Innover par l’inactivité : le potentiel caché des temps morts

La majorité des systèmes – ou, plus concrètement, des produits et des services – connaissent deux états : un temps d’action ou d’usage, et un temps d’inaction ou d’inutilisation. Deux exemples : un scanner est soit en cours d’usage, soit inutilisé ; une garderie d’enfants est ouverte ou fermée.

Il existe des exceptions, à commencer par les systèmes qui ne s’arrêtent pratiquement jamais (ex. : une horloge) ou obligatoirement jamais (ex. : une centrale nucléaire). Sans oublier les systèmes dont la fonction est prolongée (voire remplacée) par un autre, généralement grâce à la technologie (cf. les distributeurs de billets et les boutiques et autres services en ligne). À l’inverse, il n’est pas toujours possible ni envisageable qu’un système (ou sa fonction principale) soit toujours opérationnel ; il n’y a en effet aucune raison qu’un stylo ou qu’un vélo fonctionne sans arrêt.

Il n’en reste pas moins que les temps de repos ou les pauses sont parfois une ressource, illustration avec un concept présenté en 2018 par Yanko Design :

Rien de révolutionnaire à première vue mais quelle inventivité, quelle exemplarité !

D’une part, le système assure trois besoins différents (anti-vol, pied et feu arrière de vélo). D’autre part, c’est une innovation « 24/7 » (24 heures sur 24, 7 jours sur 7) parce qu’elle délivre, à tout moment, au moins une fonction utile et elle exploite les deux temps de son super système, le vélo.

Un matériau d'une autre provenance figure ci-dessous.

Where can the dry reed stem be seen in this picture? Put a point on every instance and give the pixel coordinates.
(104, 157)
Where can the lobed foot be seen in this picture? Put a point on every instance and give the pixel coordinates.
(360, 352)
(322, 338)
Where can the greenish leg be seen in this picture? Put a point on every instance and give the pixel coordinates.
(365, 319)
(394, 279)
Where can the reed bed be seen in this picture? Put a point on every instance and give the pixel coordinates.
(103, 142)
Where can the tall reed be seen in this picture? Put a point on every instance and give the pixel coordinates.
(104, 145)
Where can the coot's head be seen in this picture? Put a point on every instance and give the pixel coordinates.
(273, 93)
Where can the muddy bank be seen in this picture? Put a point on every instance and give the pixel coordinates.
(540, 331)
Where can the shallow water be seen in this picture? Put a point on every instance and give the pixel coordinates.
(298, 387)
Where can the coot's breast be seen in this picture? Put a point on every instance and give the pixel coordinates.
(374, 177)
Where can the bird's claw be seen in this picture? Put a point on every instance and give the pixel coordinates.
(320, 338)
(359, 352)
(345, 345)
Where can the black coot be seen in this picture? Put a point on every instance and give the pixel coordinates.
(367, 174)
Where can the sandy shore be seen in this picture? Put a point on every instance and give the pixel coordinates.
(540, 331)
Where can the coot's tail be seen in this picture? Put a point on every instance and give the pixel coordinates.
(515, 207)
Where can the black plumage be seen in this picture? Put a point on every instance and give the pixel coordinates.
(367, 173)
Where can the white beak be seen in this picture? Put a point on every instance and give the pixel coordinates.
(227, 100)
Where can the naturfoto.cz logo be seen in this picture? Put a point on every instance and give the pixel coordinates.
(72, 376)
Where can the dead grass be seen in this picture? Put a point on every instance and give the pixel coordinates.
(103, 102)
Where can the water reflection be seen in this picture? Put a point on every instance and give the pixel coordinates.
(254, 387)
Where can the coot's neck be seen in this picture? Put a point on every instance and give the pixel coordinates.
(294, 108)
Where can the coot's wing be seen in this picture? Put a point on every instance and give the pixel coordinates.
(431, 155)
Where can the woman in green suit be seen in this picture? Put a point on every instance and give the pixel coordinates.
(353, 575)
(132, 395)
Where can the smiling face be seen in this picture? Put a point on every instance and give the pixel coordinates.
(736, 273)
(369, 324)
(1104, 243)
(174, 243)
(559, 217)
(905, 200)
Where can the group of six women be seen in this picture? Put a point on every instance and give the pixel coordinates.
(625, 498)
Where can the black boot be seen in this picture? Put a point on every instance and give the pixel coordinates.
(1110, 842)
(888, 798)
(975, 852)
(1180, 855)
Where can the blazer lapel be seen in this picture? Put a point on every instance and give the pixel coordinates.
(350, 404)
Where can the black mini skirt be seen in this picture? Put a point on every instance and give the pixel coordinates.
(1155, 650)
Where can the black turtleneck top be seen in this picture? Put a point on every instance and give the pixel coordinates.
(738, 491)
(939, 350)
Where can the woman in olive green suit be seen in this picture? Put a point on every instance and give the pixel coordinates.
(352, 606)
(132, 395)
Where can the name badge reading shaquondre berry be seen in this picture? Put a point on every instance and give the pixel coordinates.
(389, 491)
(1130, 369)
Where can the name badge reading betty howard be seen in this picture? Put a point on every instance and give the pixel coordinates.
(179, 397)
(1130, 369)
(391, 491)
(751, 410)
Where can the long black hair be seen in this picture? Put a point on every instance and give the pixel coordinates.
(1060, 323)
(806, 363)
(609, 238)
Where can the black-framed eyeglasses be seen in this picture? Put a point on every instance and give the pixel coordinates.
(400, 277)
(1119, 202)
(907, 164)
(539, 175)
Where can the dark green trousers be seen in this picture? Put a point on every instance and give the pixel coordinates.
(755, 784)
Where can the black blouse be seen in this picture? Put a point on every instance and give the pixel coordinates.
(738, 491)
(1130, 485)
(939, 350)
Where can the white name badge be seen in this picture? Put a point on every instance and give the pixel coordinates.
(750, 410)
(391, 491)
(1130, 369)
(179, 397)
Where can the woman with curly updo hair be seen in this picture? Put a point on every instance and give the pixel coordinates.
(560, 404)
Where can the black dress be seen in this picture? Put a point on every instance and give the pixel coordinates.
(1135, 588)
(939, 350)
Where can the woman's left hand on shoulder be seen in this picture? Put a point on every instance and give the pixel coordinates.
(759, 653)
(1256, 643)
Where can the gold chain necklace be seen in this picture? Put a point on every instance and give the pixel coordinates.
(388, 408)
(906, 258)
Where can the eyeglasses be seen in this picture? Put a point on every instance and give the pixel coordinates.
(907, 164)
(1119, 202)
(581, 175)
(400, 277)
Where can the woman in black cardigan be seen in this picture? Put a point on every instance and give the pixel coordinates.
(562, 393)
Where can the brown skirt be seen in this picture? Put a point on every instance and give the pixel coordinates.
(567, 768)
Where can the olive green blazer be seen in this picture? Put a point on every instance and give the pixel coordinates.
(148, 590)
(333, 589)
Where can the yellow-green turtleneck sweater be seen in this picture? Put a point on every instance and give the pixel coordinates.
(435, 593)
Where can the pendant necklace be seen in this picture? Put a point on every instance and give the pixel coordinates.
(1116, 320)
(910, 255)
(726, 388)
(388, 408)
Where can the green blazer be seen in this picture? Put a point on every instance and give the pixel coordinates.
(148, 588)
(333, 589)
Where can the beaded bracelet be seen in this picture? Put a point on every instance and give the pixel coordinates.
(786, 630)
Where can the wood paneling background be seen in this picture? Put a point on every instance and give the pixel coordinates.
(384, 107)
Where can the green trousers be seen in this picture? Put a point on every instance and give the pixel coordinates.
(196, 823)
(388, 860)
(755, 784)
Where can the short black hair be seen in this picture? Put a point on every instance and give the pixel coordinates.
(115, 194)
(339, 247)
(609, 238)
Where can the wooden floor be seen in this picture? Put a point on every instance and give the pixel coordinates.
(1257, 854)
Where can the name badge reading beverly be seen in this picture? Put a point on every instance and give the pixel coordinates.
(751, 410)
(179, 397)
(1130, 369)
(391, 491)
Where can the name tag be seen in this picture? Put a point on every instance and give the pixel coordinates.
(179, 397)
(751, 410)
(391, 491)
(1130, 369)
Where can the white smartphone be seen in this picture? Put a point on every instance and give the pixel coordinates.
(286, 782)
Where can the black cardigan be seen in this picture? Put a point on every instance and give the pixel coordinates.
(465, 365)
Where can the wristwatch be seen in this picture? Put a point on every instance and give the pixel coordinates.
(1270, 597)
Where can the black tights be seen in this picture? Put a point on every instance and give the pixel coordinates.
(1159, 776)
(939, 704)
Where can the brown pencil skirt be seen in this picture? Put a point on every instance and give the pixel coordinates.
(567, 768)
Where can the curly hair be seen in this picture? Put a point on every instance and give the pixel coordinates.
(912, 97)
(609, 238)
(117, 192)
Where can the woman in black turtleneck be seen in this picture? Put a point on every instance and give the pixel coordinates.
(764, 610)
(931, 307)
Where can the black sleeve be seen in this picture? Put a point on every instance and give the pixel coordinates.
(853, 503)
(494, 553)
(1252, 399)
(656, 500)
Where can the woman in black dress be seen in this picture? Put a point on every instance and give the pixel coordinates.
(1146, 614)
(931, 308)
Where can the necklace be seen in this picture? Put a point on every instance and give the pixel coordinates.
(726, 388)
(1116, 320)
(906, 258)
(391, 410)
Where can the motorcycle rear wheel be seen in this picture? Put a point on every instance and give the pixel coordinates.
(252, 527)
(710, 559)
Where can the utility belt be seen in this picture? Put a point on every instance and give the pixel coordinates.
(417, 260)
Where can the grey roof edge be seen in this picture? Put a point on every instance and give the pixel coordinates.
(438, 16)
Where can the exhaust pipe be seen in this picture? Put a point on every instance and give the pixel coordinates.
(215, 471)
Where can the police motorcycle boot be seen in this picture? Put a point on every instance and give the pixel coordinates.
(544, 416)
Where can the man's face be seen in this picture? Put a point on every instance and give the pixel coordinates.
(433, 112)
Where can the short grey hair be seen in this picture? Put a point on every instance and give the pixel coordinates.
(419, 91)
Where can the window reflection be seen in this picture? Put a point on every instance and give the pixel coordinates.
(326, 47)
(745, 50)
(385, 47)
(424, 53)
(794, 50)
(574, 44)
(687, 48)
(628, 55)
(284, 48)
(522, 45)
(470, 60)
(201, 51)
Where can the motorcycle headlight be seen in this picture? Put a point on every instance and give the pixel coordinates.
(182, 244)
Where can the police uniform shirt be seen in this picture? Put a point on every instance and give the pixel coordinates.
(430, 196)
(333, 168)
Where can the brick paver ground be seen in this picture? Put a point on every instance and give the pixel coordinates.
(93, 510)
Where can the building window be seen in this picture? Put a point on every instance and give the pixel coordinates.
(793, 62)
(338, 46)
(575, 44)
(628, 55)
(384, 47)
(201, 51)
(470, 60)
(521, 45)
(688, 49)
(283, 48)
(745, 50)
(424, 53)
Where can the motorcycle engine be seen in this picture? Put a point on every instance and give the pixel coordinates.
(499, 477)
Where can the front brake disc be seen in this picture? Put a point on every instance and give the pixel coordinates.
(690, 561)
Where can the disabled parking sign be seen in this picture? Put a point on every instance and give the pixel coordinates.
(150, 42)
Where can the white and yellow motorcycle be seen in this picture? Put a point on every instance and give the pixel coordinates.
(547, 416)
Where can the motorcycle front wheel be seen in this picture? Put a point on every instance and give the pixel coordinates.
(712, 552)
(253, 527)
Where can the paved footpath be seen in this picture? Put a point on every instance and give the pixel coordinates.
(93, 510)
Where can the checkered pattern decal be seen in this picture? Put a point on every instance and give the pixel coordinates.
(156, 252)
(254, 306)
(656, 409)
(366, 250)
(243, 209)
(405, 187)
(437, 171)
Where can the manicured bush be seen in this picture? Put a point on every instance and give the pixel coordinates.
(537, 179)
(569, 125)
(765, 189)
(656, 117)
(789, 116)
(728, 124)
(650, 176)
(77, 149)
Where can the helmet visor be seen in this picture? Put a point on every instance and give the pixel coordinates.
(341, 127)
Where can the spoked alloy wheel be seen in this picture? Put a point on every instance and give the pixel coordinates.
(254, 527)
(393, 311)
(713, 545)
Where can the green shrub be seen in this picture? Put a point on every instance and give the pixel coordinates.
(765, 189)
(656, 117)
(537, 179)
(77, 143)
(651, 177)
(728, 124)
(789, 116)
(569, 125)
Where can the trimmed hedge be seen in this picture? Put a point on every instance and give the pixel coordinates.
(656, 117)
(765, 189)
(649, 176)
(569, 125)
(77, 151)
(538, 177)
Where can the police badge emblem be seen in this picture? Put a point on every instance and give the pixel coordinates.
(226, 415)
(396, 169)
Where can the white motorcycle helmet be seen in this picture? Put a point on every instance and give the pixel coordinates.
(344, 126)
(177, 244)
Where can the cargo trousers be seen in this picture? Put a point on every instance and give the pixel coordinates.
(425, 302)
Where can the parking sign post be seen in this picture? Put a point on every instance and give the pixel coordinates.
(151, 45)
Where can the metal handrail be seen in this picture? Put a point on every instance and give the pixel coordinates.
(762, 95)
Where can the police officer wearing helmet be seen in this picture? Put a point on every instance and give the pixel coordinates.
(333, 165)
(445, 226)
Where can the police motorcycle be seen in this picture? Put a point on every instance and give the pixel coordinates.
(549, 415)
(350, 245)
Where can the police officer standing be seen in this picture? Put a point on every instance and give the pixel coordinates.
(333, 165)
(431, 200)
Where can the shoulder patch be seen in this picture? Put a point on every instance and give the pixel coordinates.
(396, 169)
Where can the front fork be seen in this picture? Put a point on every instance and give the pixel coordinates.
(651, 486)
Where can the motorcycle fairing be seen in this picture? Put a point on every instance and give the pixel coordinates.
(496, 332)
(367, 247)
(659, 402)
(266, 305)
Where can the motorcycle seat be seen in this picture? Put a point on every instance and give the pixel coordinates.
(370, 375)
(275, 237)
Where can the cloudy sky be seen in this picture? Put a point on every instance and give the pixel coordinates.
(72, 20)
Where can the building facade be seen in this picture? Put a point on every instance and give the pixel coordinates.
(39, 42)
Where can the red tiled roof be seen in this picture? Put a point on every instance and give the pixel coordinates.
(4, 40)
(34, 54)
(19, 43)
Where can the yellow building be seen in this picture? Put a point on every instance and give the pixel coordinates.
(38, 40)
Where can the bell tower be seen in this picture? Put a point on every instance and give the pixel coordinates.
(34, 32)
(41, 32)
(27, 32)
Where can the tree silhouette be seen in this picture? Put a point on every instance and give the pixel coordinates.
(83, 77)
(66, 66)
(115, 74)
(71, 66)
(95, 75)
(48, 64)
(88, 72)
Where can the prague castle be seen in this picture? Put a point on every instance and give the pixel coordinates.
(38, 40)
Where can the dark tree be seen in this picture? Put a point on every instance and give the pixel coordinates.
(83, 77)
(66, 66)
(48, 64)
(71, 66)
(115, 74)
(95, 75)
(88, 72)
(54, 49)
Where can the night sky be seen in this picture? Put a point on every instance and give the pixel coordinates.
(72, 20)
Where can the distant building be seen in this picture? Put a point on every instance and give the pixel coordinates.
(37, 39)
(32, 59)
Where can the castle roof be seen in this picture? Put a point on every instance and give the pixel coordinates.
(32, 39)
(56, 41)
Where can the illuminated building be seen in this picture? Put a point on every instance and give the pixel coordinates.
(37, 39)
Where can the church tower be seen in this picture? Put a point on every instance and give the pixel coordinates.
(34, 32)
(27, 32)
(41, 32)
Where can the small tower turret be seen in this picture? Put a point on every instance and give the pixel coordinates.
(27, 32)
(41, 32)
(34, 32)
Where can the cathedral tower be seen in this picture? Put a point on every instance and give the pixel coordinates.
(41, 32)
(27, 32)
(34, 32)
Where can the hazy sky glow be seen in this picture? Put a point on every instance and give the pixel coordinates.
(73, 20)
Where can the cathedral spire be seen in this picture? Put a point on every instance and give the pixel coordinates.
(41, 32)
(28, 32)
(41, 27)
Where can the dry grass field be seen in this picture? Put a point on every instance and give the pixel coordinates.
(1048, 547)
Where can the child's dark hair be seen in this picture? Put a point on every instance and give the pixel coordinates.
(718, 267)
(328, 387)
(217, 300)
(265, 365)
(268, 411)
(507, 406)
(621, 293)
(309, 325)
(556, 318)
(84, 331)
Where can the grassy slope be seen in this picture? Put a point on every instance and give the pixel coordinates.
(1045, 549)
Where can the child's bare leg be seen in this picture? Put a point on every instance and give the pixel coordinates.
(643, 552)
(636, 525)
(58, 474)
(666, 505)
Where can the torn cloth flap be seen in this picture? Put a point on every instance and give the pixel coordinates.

Alors voici l’idée ou plutôt une direction pour en chercher une : le système que vous étudiez a-t-il un temps mort, alors cherchez à le mettre à profit ; quelle autre fonction utile votre système pourrait-il réaliser ? Et du côté du super système, y a-t-il des pauses ou des périodes d’inactivité exploitables ? En somme, creusez-vous les méninges pour rendre le système … « durable » !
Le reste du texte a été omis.